I can’t speak for a Nissan, but a few of the recent Infiniti interior I’ve been in, including my wife QX30 is excellent and fantastic even on an 8+ hours trip. The QX30 is the joint venture with the Mercedes, but other than some switch gear, a steering wheel and the shifter the interior is all Infiniti. We’ve have a friend who has Mercedes version and even they wish they bough the Infiniti which the interior and exterior, ride, and handling (all done by Infiniti) are superior to the Mercedes according them ( and I Agree). It’s actually some of the Mercedes bits like how the cruise works (hers does not have the radar cruise that is by Infiniti ), and how the stupid door lock/door handle work, or should I say don’t work right(Same as the way they were on my E320 a few years ago). I understand Infiniti fixed this now. The nav works excellent and other menus seem pretty easy to navigate. It could use Apple Car Play though. The space foam used in Infiniti seats( and Nissan) is some of the best. Excellent comfort over long mile while not being too hard or too soft.

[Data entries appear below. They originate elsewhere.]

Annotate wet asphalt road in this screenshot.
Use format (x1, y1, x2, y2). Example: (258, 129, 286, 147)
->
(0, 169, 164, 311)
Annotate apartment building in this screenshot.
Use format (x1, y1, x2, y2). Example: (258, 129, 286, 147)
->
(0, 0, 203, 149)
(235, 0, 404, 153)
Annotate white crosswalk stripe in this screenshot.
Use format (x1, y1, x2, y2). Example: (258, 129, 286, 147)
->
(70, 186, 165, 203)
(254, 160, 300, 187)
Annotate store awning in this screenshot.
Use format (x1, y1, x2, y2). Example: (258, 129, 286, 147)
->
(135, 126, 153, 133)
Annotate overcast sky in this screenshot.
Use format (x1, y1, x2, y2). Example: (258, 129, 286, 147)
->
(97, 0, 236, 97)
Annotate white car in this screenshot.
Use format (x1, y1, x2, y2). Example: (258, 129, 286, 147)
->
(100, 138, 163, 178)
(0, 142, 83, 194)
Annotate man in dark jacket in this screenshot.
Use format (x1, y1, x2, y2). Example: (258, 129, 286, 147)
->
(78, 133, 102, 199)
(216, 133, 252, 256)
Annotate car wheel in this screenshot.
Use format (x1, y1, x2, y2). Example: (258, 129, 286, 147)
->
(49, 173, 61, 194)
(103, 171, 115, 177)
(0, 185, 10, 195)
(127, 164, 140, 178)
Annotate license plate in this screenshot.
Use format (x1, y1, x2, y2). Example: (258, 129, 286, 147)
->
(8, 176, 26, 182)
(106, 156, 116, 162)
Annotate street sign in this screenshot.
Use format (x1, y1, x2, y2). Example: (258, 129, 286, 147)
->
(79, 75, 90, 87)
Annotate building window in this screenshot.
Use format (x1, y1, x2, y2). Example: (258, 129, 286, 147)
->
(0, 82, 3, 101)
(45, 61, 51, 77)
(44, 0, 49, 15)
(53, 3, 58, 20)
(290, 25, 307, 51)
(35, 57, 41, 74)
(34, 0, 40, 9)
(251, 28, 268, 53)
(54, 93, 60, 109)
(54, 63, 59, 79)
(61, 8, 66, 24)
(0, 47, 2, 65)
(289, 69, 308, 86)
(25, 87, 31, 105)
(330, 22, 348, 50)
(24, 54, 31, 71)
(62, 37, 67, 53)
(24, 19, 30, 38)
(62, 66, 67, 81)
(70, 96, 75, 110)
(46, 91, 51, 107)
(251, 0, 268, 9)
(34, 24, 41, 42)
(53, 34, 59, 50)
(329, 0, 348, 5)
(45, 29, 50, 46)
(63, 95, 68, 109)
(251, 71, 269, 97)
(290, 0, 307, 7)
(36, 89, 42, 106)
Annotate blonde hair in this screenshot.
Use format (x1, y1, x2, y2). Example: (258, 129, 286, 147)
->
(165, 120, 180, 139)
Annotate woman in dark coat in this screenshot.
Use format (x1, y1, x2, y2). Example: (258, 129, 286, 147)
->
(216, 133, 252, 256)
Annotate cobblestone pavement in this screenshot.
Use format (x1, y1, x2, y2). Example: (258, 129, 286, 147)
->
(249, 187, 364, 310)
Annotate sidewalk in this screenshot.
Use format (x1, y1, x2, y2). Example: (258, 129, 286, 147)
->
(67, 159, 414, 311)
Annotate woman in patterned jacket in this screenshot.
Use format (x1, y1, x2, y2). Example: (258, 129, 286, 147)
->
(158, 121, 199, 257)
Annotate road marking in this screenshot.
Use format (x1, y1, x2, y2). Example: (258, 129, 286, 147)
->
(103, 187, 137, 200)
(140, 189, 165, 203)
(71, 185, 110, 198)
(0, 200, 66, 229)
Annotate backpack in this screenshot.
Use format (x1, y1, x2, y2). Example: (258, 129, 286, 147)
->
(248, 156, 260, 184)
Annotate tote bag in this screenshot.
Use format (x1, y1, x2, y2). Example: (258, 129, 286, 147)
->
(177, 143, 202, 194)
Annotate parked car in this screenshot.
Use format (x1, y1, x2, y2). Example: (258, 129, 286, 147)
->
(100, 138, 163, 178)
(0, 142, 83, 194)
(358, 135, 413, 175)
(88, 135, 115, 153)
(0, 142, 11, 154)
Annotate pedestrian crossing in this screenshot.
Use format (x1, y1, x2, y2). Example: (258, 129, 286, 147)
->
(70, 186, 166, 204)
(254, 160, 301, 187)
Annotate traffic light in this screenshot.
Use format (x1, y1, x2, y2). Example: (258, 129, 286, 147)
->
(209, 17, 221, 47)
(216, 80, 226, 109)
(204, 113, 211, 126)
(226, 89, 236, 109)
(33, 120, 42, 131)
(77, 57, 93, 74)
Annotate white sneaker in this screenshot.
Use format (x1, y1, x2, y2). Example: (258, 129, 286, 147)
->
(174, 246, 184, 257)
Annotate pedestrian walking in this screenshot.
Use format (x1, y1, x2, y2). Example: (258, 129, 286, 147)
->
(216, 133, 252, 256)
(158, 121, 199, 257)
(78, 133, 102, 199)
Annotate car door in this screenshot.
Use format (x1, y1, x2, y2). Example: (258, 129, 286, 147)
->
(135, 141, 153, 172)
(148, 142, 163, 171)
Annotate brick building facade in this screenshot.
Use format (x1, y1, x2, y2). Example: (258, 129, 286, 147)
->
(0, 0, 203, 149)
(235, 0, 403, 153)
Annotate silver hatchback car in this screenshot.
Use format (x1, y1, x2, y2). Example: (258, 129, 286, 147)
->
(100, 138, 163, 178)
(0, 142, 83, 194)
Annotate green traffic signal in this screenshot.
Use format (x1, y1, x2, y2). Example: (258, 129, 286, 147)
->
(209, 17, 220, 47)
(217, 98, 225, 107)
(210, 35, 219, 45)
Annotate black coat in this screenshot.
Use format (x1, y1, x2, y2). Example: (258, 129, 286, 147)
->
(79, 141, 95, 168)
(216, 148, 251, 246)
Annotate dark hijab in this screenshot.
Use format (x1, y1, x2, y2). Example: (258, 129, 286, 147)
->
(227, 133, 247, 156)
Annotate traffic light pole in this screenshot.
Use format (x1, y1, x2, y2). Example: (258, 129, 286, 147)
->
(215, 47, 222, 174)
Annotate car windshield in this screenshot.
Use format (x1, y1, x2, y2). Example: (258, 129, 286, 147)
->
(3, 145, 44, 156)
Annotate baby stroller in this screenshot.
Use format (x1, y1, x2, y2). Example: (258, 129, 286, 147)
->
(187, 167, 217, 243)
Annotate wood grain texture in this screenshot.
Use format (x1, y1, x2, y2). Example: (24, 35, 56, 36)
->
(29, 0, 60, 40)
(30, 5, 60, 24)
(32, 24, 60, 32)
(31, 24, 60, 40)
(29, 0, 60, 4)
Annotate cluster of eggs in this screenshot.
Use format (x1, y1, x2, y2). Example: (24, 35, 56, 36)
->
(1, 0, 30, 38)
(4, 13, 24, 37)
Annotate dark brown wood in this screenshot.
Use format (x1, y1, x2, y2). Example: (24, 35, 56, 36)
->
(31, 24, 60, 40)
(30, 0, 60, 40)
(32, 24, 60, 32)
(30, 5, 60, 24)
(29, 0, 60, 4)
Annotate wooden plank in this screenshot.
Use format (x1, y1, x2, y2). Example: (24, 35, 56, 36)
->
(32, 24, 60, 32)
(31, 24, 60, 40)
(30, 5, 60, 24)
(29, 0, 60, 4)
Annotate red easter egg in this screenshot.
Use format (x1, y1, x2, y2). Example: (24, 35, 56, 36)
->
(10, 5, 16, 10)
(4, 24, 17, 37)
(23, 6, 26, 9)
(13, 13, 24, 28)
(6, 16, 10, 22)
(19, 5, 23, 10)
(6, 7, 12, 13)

Not quite equal to the few Jags(5 total) we have had including my current F Type, but very few are. Some recent releases by them (
Including the SUV) don’t look like Jags or at least what we expect from a Jaguar.
Interiors are personally the reason I’ve never owned a BMW. I guess it is what you are use to? Some of the Jag things made no sense at first, but became natural in a week or two.
For SUV the Acura RDX A-Spec had one of the best interiors short of a top end Range Rover when I was last out driving things.
Sometimes our criteria are based on strange requirements. My recent truck search required it to fit in my garage so it had to be less than 20 foot long. I chose the Honda Ridgeline out of that pack since it seems far more in-tune for what I want for our third vehicle. It’s the Swiss Army knife of Trucks.